Her şeyi merak ettiği, kafasına takılanlardan vazgeçmediği için, asker babasından yalvara yakara izin alarak(Yani; subay babasının yanında er olarak askerliğini yapmıştı) onlarla birlikte kiliseye bile gitmişti. Kilise çok kalabalık olmasına karşın, sessizdi. Kadınlar, erkekler, çocuklar yan yana oturuyorlardı. Köşelerde mumlar yanıyordu. Çok süslü resimler, heykeller, renkli camlarla görkemli bir hale gelmişti salon. Bazıları diz çökerek, bazıları da oturdukları sıralardan ellerini yan yana getirip, bir şeyler mırıldanarak, başlarını öne ya da yukarı kaldırarak kimden yardım istiyorlardı acaba? Karşılarında kollarını açmış bir insan heykeli vardı,  kimdi o adam? Kafasının içinde bu soruları sıralarken, bir gün annesi, kardeşleri ve komşuları ve onların çocukları ile birlikte, diğer bir söylemle “cümbür cemaat” gittikleri, Ulus’taki Hacı Bayram Camii’nin bahçesi ve içerdeki görünüm gözlerinin önüne geldi. Annesi gibi, tüm kadınların hatta minik çocukların bile başları örtülüydü( onun da başını örterlerdi, kenarı süslü beyaz bir örtü ile). Annelerin ve kız çocuklarının saçları görülmüyordu, örtüden sonra. Ellerindeki tespih denilen sıralanmış siyah boncukları çekiyorlardı, gözleri yarı kapalı, başları önlerinde... Yerlere otururlar, bağdaş kurarlardı. Ayakkabılarını da kapıda bırakırlardı. “Ya çalınırsa, çıplak ayakla nasıl giderlerdi evlerine” diye düşünürdü, hep... Çevrelerinde hiç erkek olmazdı... Onlar başka bir kapıdan girip çıkıyorlardı. Bir kısmı sakallı ve takkeliydi. Çocukların bile başlarında takke, ellerinde tespih vardı. Bahçede sıralanmış bir çeşme vardı, erkekler onun önünde sıralanıp ellerini yüzlerini, ayaklarını yıkıyordu. Anneannesine sorduğunda; “Namaz kılmadan önce temizleniyorlar, abdest alıyorlar” demişti. “Neden evde yıkanmamışlardı, pisiydi hepsi de, sabah yüzlerini yıkayıp, dişlerini fırçalamıyorlar mıydı acaba? “ sorusu beyninde dolaşırdı ama soramazdı… Öyle çok soru soruyordu ki… Bıktırıyordu çevresindekileri… Bir kız çocuğu da bu kadar meraklı olur muydu bu yaşta canım? Hem zaten merak ettiği için zorladığı için getirmişlerdi onu ve arkadaşlarını… Oralara pek gidilmezdi de… Bitip tükenmiyordu beyninin içindeki düşünceler, anlaşılması güç kurgular… Sorularına soru ekleniyordu…

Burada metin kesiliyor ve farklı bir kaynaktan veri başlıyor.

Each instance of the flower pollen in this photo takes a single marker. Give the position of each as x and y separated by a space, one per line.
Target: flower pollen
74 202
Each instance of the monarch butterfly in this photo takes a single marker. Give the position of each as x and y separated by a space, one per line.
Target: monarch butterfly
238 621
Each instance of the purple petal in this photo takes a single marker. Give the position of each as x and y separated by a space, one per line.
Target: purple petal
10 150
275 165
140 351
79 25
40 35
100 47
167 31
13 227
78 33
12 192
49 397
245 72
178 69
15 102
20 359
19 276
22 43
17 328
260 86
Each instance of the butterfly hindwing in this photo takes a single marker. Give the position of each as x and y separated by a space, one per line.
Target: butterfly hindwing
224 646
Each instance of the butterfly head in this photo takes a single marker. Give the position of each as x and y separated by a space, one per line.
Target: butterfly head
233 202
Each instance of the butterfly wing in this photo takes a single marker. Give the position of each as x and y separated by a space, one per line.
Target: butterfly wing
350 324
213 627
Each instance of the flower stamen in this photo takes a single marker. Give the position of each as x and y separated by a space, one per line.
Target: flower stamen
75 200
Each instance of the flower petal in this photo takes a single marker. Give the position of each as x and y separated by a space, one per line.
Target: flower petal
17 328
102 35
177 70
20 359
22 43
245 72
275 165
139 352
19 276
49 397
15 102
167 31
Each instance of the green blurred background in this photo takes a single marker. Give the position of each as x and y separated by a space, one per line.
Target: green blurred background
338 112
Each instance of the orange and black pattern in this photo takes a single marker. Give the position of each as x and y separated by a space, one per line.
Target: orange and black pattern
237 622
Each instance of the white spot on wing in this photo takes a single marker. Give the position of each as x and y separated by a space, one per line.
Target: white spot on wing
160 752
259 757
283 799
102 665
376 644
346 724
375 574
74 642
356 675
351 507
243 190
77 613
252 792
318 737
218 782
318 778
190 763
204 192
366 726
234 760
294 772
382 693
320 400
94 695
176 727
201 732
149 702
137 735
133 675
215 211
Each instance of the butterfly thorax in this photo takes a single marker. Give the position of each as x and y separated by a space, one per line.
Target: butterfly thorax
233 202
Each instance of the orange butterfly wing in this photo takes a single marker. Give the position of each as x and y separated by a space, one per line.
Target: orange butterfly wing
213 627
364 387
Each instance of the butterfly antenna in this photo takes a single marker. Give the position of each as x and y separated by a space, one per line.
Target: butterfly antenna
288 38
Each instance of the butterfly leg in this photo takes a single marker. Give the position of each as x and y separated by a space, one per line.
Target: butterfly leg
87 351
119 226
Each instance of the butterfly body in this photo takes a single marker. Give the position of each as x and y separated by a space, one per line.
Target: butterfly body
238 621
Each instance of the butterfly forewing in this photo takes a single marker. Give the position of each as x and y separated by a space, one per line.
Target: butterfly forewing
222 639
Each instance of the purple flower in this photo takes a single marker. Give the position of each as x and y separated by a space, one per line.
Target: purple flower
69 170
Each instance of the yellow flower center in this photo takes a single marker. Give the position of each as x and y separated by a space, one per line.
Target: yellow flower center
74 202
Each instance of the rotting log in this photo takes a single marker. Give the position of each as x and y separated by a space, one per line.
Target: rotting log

Dört mevsimi de severdi ama ilkbahar onun büyük aşkıydı. İçi kıpır kıpır olurdu ön baharlarda. Soruların sayısı daha da artardı. Soruları öncelikle kendine sorar, yanıtlayamazsa, çevresinde bilgisine güvendiği kimler varsa onlara yöneltirdi sorularını. Elbette kendine sorduğu soruların tümünün yanıtını alamıyordu. Çocuktu, bilgisi yetmiyordu ki. Yardım alması da bu nedenle doğaldı. Onlar bile sorularına her zaman yanıt vermekte zorlanırlardı. İlkbaharlarda tarlalarda toprağa ekilen tohum nasıl büyüyordu, nasıl başağa dönüyor, sonra da ekmek oluyordu? Koyun, keçi ve inekten sağılan süt ne demekti, içinde neler vardı, neden beyazdı rengi? Ankara’ da köylerdeki dereler neden en çok ilkbaharda taşıyordu? Kuşlar nasıl uçuyordu? Neden insanların da, onun da kanatları yoktu? Olamaz mıydı? Neden hasta olunuyordu? Neden, belirli aralıklarla okulda aşı yapıyorlardı çocuklara? Ne demekti aşı, ne işe yarıyordu, yapılmasa ne olurdu? Boğazı ağrıdığında, ateşi olduğunda annesinin zorla içirdiği, o berbat kokulu, acı hapı yutmasa olmaz mıydı? Bazen içer gibi yapar, yatağın altına atardı “Prontosil” denilen adını hala anımsadığı o berbat hapı. Çocuk beyni, bu ve benzer sorulara yanıt bulamıyordu. Çevresindekilere yönelttiği sorular, hayretle karşılanıyor, garipseniyordu “sen kızsın,  çocuksun kafanı yorma böyle saçma sapan şeylere, git arkadaşlarınla ip atla, bebeklerinle oyna” sözlerine alışmıştı ama soru sormaktan vazgeçemedi, ilkokulu bitirinceye kadar…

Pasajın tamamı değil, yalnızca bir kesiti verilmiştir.